Today I'm breaking in some new habits, including regular project-oriented posts to this site.

"Delight Springs" was my first blog,starting in 2007. Since adding Up@dawn and its successor, and several course-related sites (CoPhilosophy, Atheism & Philosophy, The Philosophy of Happiness, Bioethics, and Environmental Ethics) in subsequent years, this one's suffered a bit of neglect. But it's still my main "day blog," and one of my new habits will be to post to it almost daily. The plan is to pose a thematic question each morning (or most mornings) on Up@dawn, then give it the day's working attention, and post some sort of reply here in the late afternoon. We'll see what that solves.

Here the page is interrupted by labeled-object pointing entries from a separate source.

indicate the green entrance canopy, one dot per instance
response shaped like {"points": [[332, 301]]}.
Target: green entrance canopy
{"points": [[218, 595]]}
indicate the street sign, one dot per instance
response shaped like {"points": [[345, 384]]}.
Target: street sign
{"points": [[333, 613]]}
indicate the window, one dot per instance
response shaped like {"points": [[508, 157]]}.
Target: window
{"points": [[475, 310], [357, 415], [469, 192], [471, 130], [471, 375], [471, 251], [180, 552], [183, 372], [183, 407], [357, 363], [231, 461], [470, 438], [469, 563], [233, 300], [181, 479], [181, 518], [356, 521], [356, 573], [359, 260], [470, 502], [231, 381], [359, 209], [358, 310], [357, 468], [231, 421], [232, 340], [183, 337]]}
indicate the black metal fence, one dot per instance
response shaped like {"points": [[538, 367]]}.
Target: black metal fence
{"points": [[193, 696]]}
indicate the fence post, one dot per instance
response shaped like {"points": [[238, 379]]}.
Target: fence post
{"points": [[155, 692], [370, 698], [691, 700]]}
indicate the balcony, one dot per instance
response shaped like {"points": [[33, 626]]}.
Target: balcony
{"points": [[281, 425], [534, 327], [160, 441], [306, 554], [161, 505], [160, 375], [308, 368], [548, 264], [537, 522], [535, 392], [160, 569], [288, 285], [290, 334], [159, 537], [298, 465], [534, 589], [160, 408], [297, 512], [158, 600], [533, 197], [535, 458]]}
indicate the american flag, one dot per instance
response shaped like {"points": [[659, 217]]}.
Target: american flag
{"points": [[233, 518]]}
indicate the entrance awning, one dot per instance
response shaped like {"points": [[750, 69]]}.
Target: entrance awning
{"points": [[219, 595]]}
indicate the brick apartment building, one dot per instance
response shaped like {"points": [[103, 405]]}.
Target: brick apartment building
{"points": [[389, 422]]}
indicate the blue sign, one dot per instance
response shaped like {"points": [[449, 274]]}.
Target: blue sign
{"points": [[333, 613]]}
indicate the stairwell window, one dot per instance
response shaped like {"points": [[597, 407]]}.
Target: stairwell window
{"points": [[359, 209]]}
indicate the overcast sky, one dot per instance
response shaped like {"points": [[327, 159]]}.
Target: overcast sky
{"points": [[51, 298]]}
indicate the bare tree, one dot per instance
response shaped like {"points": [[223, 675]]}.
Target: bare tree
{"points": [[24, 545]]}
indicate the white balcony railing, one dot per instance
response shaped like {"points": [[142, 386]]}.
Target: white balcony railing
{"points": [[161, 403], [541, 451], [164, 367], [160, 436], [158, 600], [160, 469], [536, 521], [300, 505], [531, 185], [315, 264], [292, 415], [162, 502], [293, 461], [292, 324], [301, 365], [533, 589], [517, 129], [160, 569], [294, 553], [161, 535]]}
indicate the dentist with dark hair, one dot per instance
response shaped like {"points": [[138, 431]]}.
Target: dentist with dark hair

Solvitur ambulando, Diogenes Laertius reported Diogenes of Sinope ("the Cynic") to have retorted, in response to the paradoxical denial of motion's reality. He "solved" the paradox by literally moving away from it, a foot at a time.

It was the perfect solution. When concepts and thinking back us into a metaphysical corner we need simply and practically to break away.

Concepts and thinking regularly back all philosophers into such corners. The best of them do not sit there and stew, they break away. They enact Henri Bergson's insight that material paths lead to spiritual destinations, and Friedrich Nietzsche's characteristically-overstated claim that all great thoughts are conceived while walking.

And they mirror Rebecca Solnit's observation, noted with typically-uncanny timeliness by Maria Popova, that
the mind, like the feet, works at about three miles an hour. If this is so, then modern life is moving faster than the speed of thought, or thoughtfulness.
It's all about slowing down and paying attention to landscapes, inner and outer. That's how problems get solved. Or engaged,  at least.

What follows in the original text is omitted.